Great post. I’m a clinical-translational lymphoma researcher and all of the issues you describe are a critical issue in moving our field forward.
I share your optimism that ML will be able to help us find features of cancer that humans would never be able to discover due to the sheer amount of data. In the past few years we have developed ML methods to decipher different subcategories of diffuse large B cell lymphoma (DLBCL, the most common lymphoma) using genomic and multi-omic strategies. We now have several competing systems of categorizing by both the lymphomas themselves and the way they interact with the other cells that play a critical role in their survival and outcomes of treatment (the microenvironment).
However, these are a) extremely expensive to do on any individual patient, b) time consuming, and c) are yet to be clinically actionable. Identifying smaller and smaller subgroups of lymphomas (we went from having basically “Hodgkin” and “non-Hodgkin lymphoma” only to having dozens of subclassifications of DLBCL in a span of only a few decades) is critical for prognostication- but we haven’t yet been able to actually say “drug X will work better than drug Y in Z subtype of DLBCL with micro environment signature A”. Critically, the more you subclassify the harder it is to actually get sufficient numbers for clinical trials.
I am hopeful that ML may help us to find those clues we haven’t found yet, and find actionable solutions with smaller ns for trials. As you say, cancer has a surprising amount of detail- but we need help incorporating all of the exponentially increasing classifiers.

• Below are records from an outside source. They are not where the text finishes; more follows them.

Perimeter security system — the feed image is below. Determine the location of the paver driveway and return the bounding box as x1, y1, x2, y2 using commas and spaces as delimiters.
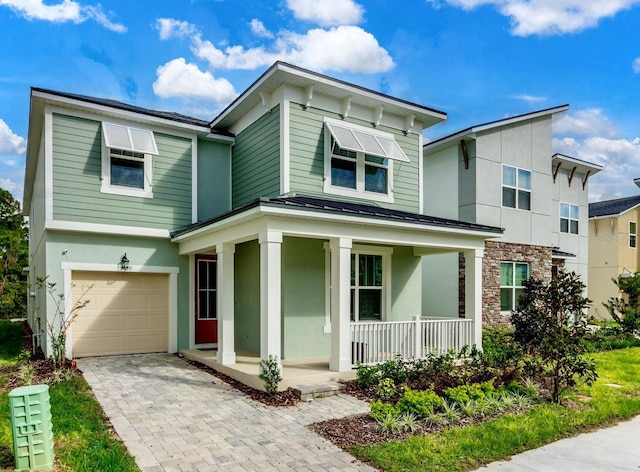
78, 354, 374, 472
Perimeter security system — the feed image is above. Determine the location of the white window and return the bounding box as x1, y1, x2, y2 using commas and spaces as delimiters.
500, 262, 529, 311
100, 122, 158, 198
324, 118, 409, 202
324, 243, 393, 333
560, 203, 580, 234
502, 165, 531, 210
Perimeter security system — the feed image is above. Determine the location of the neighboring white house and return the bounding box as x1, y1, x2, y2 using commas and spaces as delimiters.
422, 105, 601, 324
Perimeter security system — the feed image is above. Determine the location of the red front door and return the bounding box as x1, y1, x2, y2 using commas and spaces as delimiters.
195, 254, 218, 344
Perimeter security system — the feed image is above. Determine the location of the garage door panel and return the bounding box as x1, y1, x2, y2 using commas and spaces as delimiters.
72, 272, 168, 357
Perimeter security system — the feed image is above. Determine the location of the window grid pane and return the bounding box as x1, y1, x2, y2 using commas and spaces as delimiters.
518, 169, 531, 190
111, 155, 144, 189
502, 166, 516, 187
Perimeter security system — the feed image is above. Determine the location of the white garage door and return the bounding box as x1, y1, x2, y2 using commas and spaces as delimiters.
71, 271, 169, 357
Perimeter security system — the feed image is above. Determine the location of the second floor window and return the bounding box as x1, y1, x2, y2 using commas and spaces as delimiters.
324, 118, 410, 203
560, 203, 580, 234
331, 139, 389, 195
502, 166, 531, 210
109, 149, 145, 189
100, 122, 158, 198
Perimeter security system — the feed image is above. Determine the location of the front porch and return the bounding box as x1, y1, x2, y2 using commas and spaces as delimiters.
180, 317, 475, 391
173, 197, 501, 380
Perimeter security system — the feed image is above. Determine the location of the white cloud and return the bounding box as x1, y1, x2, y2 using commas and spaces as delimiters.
153, 57, 237, 103
0, 0, 127, 33
553, 108, 618, 138
552, 137, 640, 201
249, 18, 273, 39
513, 93, 547, 103
428, 0, 640, 36
0, 178, 18, 197
192, 26, 394, 73
287, 0, 364, 26
0, 119, 27, 156
156, 17, 196, 40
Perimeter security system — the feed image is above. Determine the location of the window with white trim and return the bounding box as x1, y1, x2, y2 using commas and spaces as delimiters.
324, 118, 410, 202
324, 243, 393, 333
502, 165, 531, 210
100, 122, 158, 198
560, 203, 580, 234
500, 262, 529, 311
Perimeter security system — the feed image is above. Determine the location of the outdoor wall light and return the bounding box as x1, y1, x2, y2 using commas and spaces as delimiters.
118, 252, 131, 271
620, 267, 636, 279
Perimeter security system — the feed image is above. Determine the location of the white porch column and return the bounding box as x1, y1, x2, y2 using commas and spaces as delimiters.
329, 238, 352, 372
258, 231, 282, 363
216, 244, 236, 365
464, 249, 484, 348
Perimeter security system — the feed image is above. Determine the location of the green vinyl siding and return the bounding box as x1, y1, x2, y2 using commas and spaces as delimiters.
53, 114, 191, 229
198, 139, 231, 221
233, 240, 260, 354
282, 237, 331, 359
289, 103, 420, 213
231, 106, 280, 208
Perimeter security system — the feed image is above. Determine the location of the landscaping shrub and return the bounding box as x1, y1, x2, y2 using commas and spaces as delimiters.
369, 401, 398, 422
0, 320, 23, 358
511, 271, 598, 402
444, 380, 495, 403
603, 272, 640, 334
396, 388, 444, 418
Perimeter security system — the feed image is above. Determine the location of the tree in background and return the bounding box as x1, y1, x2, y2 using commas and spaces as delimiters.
603, 272, 640, 335
0, 188, 29, 317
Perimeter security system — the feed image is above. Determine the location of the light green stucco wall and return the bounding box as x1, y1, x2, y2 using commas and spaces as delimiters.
282, 238, 331, 359
46, 231, 189, 349
198, 139, 231, 221
53, 113, 191, 229
231, 106, 280, 208
391, 246, 422, 321
289, 103, 420, 213
234, 240, 260, 353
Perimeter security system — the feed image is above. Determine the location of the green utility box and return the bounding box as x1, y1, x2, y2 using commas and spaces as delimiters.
9, 385, 53, 471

I agree that it would be nice to understand the mechanisms, but I actually think that is secondary if we have a tool that can helping patients now and we can understand the mechanisms later. If I feed H&E slides into a black box AI agent and the output it spits out inproves my patient’s survival, it helps them right now, today. Yes, I think understanding mechanisms underlying cancer biology is important (I have literally dedicated my life to it), but that can come after. A lot of cancer drug development has gone this way. One good example: thalidomide and its next generation drugs have been used effectively for years in lymphoma and myeloma but we only recently understood the mechanisms. Patients can derive benefit without understanding how it works.

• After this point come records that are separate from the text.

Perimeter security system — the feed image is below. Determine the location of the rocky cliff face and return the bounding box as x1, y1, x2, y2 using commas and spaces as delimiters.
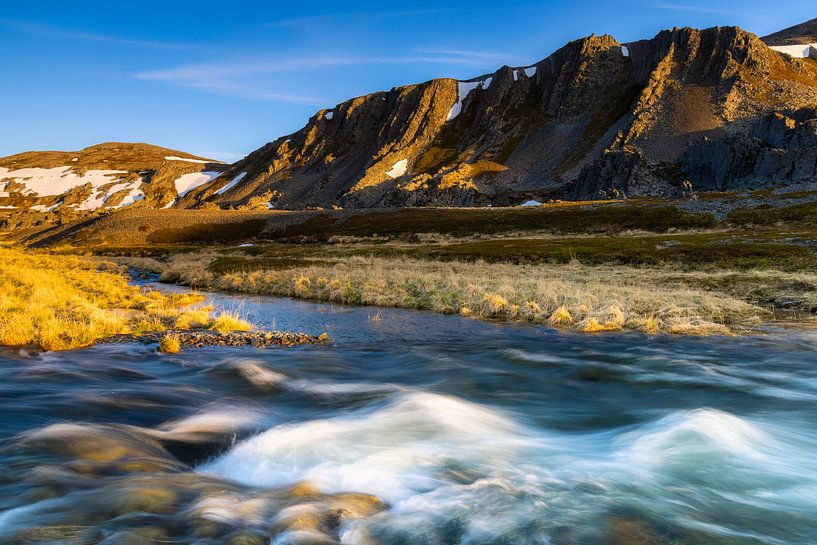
180, 21, 817, 208
0, 21, 817, 214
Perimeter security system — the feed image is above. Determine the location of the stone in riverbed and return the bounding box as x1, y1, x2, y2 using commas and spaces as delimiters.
99, 330, 332, 353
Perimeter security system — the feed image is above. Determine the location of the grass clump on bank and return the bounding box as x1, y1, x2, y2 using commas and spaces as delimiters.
119, 254, 768, 335
0, 249, 249, 350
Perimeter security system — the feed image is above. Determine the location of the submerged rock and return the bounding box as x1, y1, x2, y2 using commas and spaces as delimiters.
99, 331, 332, 353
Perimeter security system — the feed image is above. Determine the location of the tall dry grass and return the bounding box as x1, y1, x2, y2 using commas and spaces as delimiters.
115, 253, 792, 335
0, 248, 250, 350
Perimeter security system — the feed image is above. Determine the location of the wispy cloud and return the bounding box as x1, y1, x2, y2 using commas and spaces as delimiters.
136, 52, 495, 106
194, 151, 247, 163
0, 18, 190, 49
650, 2, 763, 18
260, 9, 454, 28
414, 49, 510, 62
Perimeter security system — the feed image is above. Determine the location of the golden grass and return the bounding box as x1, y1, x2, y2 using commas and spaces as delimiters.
118, 254, 792, 335
0, 248, 248, 350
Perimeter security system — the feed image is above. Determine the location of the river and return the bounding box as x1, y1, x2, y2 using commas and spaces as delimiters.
0, 286, 817, 545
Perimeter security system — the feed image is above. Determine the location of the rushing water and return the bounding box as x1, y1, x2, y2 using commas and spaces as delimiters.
0, 286, 817, 545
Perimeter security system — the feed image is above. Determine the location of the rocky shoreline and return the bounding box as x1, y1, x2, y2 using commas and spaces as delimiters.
98, 330, 332, 349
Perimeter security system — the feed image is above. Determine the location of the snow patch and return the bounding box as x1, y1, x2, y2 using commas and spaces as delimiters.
386, 159, 408, 178
173, 171, 221, 198
0, 167, 128, 197
445, 78, 494, 121
165, 155, 213, 165
77, 179, 145, 210
216, 172, 247, 195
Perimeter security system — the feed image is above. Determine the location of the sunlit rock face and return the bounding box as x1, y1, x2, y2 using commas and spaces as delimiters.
182, 22, 817, 208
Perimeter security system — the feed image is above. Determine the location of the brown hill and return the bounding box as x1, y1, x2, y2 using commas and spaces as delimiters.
0, 142, 226, 224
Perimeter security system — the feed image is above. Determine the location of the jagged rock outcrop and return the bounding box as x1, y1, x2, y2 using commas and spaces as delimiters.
180, 20, 817, 208
0, 20, 817, 214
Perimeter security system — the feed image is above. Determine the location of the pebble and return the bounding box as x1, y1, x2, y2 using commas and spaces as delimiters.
99, 330, 332, 348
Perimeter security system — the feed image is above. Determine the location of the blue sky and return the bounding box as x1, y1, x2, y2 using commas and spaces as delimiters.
0, 0, 817, 161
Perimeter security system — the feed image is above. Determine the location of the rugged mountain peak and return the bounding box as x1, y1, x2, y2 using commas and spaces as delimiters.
9, 19, 817, 215
763, 19, 817, 46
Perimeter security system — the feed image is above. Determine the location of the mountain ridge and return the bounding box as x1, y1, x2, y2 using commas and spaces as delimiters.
0, 20, 817, 216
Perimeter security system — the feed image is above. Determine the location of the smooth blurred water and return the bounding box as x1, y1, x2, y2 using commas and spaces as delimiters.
0, 286, 817, 545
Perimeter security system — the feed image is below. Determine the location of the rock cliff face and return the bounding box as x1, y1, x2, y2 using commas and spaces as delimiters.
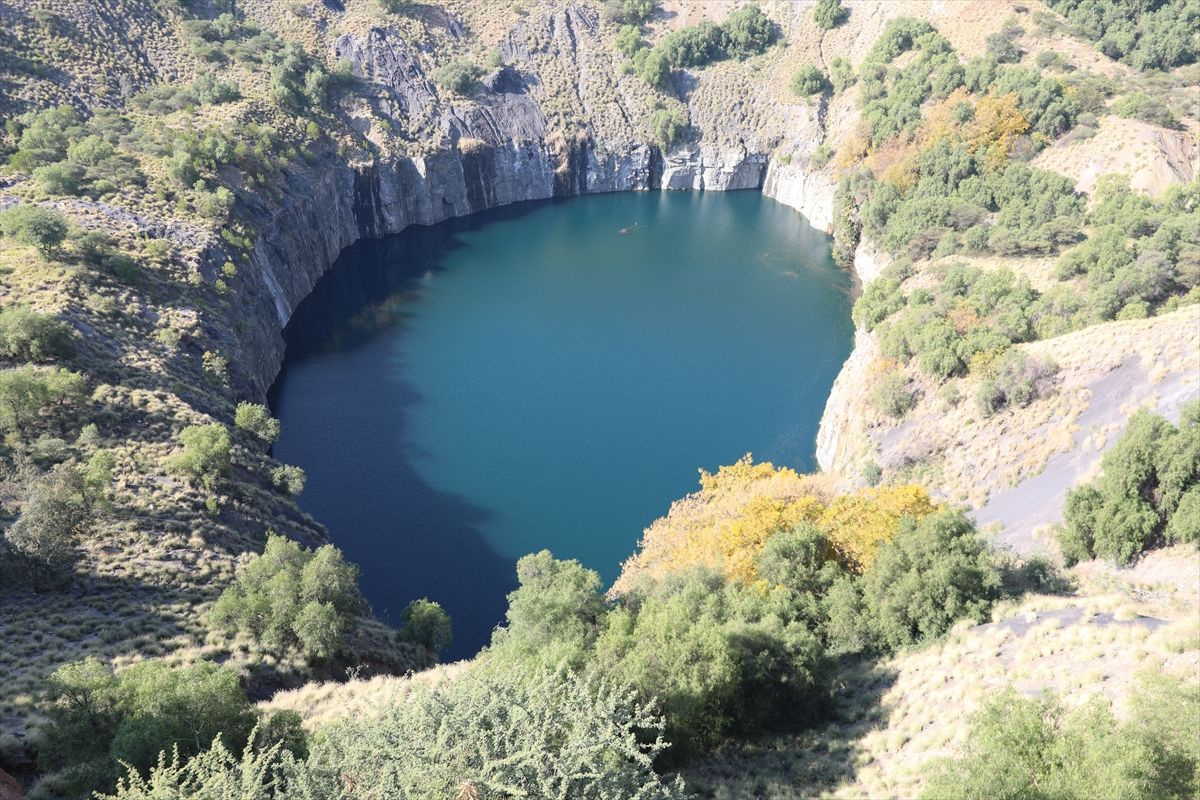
228, 6, 833, 397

I actually recently got into an argument with a cardiologist colleague after a talk where someone showed that an AI trained on millions of EKGs could predict who had atrial fibrillation (an arrhythmia), even if they weren’t having the arrhythmia at the time of the EKG. My colleague got frustrated because the criteria it found didn’t make “physiologic sense”- they couldn’t understand why those specific EKG findings meant afib. But to me, if it can help people now, we can try to understand the underlying mechanisms later.
My point is that it always feels good and right to understand why something works, and that should always be the goal. But I don’t think we should deny patients the chance at improved outcomes while we wait to understand why.